Le 2 février dernier, se tenait à Douala un atelier d’échanges s’est tenu sur les mécanismes régionaux et internationaux de protection et de promotion des droits de l’homme auprès des acteurs étatiques et non-étatiques. Les défenseurs des droits humains et les responsables de la société civile présents ont fortement dénoncés les abus des droits humains des minorités sexuels. Ils ont exprimé leur souhait de voir réviser l’article 347 bis du code pénal camerounais.
L’article 347 bis est sans aucun doute le plus terrifiant pour la communauté homosexuelle de ce pays. Promulgué en 1972, ce n’est que depuis 2011 que ce dernier sert véritablement d’outil de répression contre les homosexuels et ce, suite à la publication d’une liste de personnalités présumées homosexuelles par un quotidien de la place. Depuis, les arrestations et les condamnations se succèdent, attirant ainsi sur le pays le regard accusateur de la communauté internationale.

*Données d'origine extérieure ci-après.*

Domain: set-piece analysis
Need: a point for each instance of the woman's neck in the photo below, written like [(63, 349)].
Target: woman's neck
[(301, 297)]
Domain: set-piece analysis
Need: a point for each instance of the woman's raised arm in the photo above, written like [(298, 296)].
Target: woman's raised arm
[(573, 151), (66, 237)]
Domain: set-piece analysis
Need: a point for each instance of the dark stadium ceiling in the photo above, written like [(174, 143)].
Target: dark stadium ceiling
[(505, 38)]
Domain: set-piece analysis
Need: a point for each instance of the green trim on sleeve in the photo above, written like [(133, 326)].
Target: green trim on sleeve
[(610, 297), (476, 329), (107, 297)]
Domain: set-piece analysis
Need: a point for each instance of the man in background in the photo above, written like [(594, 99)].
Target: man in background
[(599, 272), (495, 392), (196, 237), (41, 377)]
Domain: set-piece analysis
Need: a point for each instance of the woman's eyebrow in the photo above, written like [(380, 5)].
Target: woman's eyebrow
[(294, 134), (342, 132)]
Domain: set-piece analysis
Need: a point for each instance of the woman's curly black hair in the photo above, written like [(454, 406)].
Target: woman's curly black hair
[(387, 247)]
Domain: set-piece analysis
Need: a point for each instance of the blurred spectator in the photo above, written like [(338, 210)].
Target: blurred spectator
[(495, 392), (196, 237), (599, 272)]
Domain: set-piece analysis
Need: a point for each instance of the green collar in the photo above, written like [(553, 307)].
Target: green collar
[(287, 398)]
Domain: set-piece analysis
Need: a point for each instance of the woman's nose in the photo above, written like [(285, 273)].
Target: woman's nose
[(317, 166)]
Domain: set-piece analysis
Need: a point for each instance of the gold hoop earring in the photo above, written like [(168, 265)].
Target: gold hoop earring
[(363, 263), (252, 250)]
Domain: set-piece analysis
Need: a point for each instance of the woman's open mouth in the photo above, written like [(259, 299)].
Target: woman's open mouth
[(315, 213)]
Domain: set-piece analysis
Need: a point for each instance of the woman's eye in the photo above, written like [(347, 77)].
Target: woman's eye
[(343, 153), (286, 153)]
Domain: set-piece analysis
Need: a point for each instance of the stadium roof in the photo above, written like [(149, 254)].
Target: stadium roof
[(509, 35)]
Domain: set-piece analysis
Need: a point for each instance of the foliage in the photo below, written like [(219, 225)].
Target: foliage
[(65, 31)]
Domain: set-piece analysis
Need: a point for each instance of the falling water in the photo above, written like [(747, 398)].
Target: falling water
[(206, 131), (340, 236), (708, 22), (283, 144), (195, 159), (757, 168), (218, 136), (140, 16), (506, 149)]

En théorie, deux personnes de même sexe surprises en flagrant délit d’acte sexuel s’exposent, soit à une amande allant de 20 000 FCFA à 200 000 FCFA, soit à une condamnation de six mois à cinq ans de prison. Dans les faits, un simple soupçon peut entraîner une dénonciation. Et les raisons paraissent pour le moins farfelues : démarche efféminée, possession de lubrifiant, amitié suspecte…
Dans ce climat tendu, Alice Nkom est l’un des rares avocats qui, au fis de nombreuses menaces, osent défendre ces dossiers qualifiés de causes perdues. Elle s’insurge contre ce qu’elle dénonce comme un “apartheid” du fait qu’il s’agit d’une répression d’état à l’encontre d’une minorité.